There are two distinguishing things about World’s Most Orneries. First, there’s the size. The grid is 25×25, which is larger even than the Sunday puzzle in the New York Times. The makers of Games Interactive decided not to fit this all onto the screen at once, instead making it scroll vertically, even though they really didn’t need to. Even under the constraints of the game — running at 640×480 resolution, with a 43-pixel header and a 50-pixel footer — there’s room enough for 25 rows of 15-pixel squares, which is large enough to hold the font used for the clues, along with a black line separating rows and a two-pixel margin. As it is, we instead have 19-pixel squares. 25 rows of 19 pixels takes 475 pixels. So perhaps 19 pixels was chosen because it’s the largest size that they could use and still fit an entire World’s Most Ornery Crossword on a 640×480 screen. If so, it’s too bad they messed it up by using up vertical space with headers and footers.

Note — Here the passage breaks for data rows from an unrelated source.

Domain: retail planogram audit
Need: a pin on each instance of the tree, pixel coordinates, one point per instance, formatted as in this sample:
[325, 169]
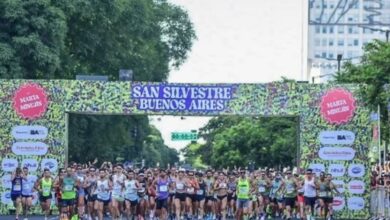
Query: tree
[374, 71]
[32, 35]
[237, 141]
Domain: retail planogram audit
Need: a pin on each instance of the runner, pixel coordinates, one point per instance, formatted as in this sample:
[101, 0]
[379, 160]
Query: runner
[232, 183]
[290, 193]
[243, 188]
[210, 199]
[143, 197]
[263, 188]
[162, 185]
[16, 190]
[220, 187]
[27, 192]
[200, 195]
[68, 187]
[118, 179]
[44, 187]
[90, 185]
[104, 186]
[131, 197]
[180, 196]
[191, 186]
[309, 187]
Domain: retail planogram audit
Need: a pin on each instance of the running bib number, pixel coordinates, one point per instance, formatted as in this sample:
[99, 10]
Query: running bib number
[17, 187]
[180, 186]
[163, 188]
[261, 189]
[244, 190]
[68, 188]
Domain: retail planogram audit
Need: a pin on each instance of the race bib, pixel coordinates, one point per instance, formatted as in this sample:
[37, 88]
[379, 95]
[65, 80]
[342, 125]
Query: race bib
[180, 186]
[17, 187]
[68, 188]
[163, 188]
[261, 189]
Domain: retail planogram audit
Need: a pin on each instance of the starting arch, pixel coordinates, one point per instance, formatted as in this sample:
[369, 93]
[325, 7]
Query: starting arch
[335, 129]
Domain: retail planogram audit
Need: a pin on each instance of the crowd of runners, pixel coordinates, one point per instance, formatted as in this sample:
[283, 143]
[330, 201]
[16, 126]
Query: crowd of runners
[88, 192]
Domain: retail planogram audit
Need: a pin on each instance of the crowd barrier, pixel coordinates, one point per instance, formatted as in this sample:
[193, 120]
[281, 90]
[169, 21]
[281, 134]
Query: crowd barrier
[379, 202]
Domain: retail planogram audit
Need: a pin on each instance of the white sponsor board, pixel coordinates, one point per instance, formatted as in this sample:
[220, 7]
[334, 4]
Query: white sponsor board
[356, 170]
[339, 184]
[29, 148]
[31, 164]
[317, 168]
[6, 181]
[356, 187]
[336, 170]
[336, 137]
[355, 203]
[336, 153]
[50, 163]
[338, 203]
[6, 198]
[9, 164]
[29, 132]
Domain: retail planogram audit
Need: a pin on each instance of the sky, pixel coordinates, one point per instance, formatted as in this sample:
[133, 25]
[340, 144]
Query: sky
[238, 41]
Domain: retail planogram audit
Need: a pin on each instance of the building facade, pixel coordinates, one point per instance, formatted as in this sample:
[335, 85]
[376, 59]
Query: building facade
[338, 31]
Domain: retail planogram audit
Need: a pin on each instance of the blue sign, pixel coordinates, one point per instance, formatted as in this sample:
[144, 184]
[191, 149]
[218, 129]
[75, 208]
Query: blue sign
[181, 97]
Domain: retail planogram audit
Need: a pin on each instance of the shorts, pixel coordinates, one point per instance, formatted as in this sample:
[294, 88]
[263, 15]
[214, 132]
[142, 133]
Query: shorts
[16, 196]
[180, 196]
[290, 202]
[199, 198]
[132, 203]
[221, 197]
[301, 199]
[67, 202]
[231, 197]
[44, 198]
[242, 203]
[105, 202]
[191, 196]
[327, 199]
[310, 201]
[92, 198]
[162, 203]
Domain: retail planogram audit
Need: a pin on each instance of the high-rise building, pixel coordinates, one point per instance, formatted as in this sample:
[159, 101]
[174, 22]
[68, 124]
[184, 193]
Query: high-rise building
[338, 30]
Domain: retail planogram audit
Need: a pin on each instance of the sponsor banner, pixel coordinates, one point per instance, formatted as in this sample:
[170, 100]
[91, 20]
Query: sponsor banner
[317, 168]
[355, 203]
[6, 181]
[356, 170]
[30, 101]
[336, 153]
[339, 184]
[51, 164]
[336, 170]
[336, 137]
[9, 164]
[338, 106]
[31, 164]
[181, 97]
[6, 198]
[29, 148]
[29, 132]
[338, 203]
[356, 187]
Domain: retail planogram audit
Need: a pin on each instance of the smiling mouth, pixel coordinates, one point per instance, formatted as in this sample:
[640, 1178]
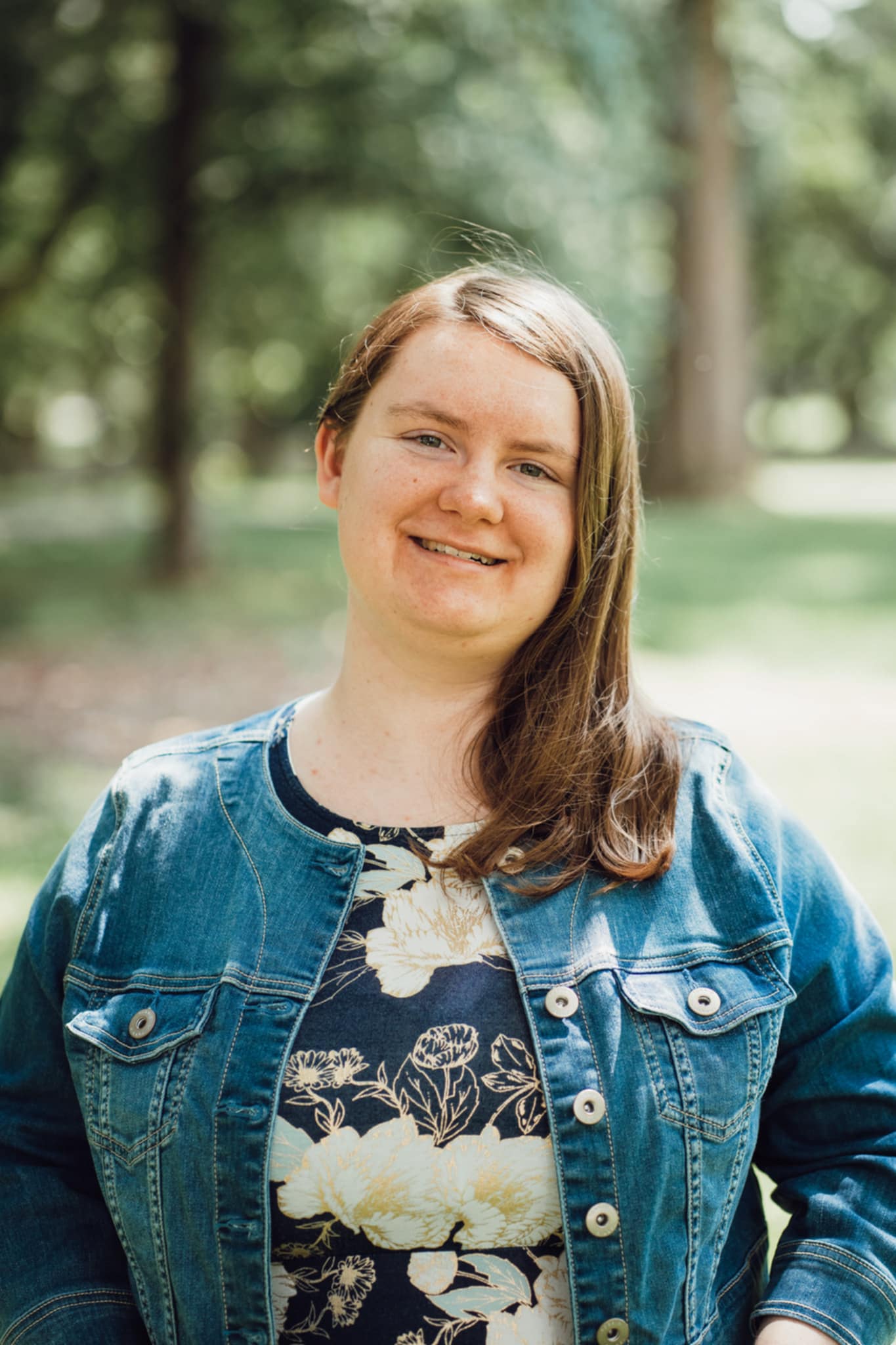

Selecting a word, whether with keyboard or mouse, automatically scrolls the grid to make the entirety of that word visible. This is fortunate, because the scrollbar is unreliable. Navigating between words with the arrow keys is also broken: trying to move up or down instead moves the cursor a bunch of spaces left or right. I haven’t probed this deeply, but I’m guessing that the navigation code is assuming a 15×15 grid, the size of all the easy crosswords in the collection.

The other distinguishing feature of the WMOC is that it has two sets of clues: the Hard Clues and the Easy Clues. In the magazine, the Easy clues were printed on half of an adjacent page, with the intent that you’d use the Hard clues by default and could switch to Easy by folding the page over. Resorting to Easy always felt a little like cheating, but it was at least a relatively honorable form of cheating. In Games Interactive, there’s a button for switching to Easy, but, interestingly, it only affects the currently-selected word, minimizing the cheat factor.

There’s another cheat mechanism shared by all the crosswords in the game: the Hint button, one of the few ways that the puzzles in this game benefit from being computerized. Pressing this button deducts a point from your score and reveals a random letter in the current selected word, possibly a letter you’ve already filled in correctly. I’ve resorted to requesting hints on a few occasions when the puzzles expected me to know the names of athletes or musicians, but it’s not clear to me if it hurts your score less than just getting a letter wrong. Anyway, even though Easy is cheaty, and the game treats it as such, it doesn’t consider it to be the same sort of cheaty as Hints. Easy doesn’t affect your score at all. The only motivation you have for not dropping down to Easy is your own sense of honor — which is the case for a lot of computer games, come to think of it.